Keywords: price and cost competitiveness, intra- and extra-euro area trade, error correction model
JEL codes: F14, F15, F41
3/2016 Relationship Between Inflation and Economic Activity and Its Variation Over Time in Latvia
Andrejs Bessonovs, Oļegs Tkačevs
This paper studies the relationship between inflation and economic slack in Latvia with a particular focus on its time variation. The results suggest that the Phillips curve for Latvia had been steepening before the crisis against the backdrop of rising inflation. In the more recent years, there has been tentative evidence of the Phillips curve flattening as Latvia's economy entered a period of very low inflation. If the current trend of an even weaker response of inflation to economic activity in Latvia persists and proves to be statistically significant, unconventional monetary policy instruments may be of limited effectiveness to control inflation in Latvia. This calls for structural reforms aimed at increasing competition and reducing price stickiness.

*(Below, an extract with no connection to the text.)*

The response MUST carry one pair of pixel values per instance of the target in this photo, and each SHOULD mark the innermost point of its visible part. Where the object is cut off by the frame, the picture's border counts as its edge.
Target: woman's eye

Keywords: inflation, Phillips curve, business cycles, Bayesian estimation
JEL codes: C32, C51, E31, E52
2/2016 A Term Structure of Interest Rates Model with Zero Lower Bound and the European Central Bank's Non-standard Monetary Policy Measures
This paper proposes a ZLB/shadow rate term structure of interest rates model with both unobservable factors and those of non-standard monetary policy measures. The non-standard factors include the ECB's holdings of APP and LTROs as well as their weighted average maturities. The model is approximated by the Taylor series expansion and estimated by the extended Kalman filter, using the sample from July 2009 to September 2015. The results show that the 5-year OIS rate at the end of September 2015 was about 60 basis points lower than it would have been in the case of the absence of the non-standard monetary policy measures.
Keywords: term structure of interest rates, lower bound, non-linear Kalman filter, non-standard monetary policy measures
JEL codes: C24, C32, E43, E58, G12
1/2016 CGE model with fiscal sector for Latvia
Konstantīns Beņkovskis, Eduards Goluzins, Oļegs Tkačevs
This paper describes the first CGE model for Latvia that consists of 32 industries, 55 products and seven categories of final users. To construct the model we use Latvia's National Supply and Use tables for 2011 from the WIOD database. Special attention is devoted to the fiscal block: the model consists of five government expenditure types and five revenue sources, including such four major taxes as the personal income tax (PIT), state social insurance mandatory contributions (SSIMC), value added tax (VAT) and excise tax. We also introduce an endogenous shadow economy, the size of which depends on the level of tax rates and economic activity. These features of the model allow us to obtain rich and detailed conclusions about the effect of several fiscal measures on Latvia's economy, both in aggregate and by sector.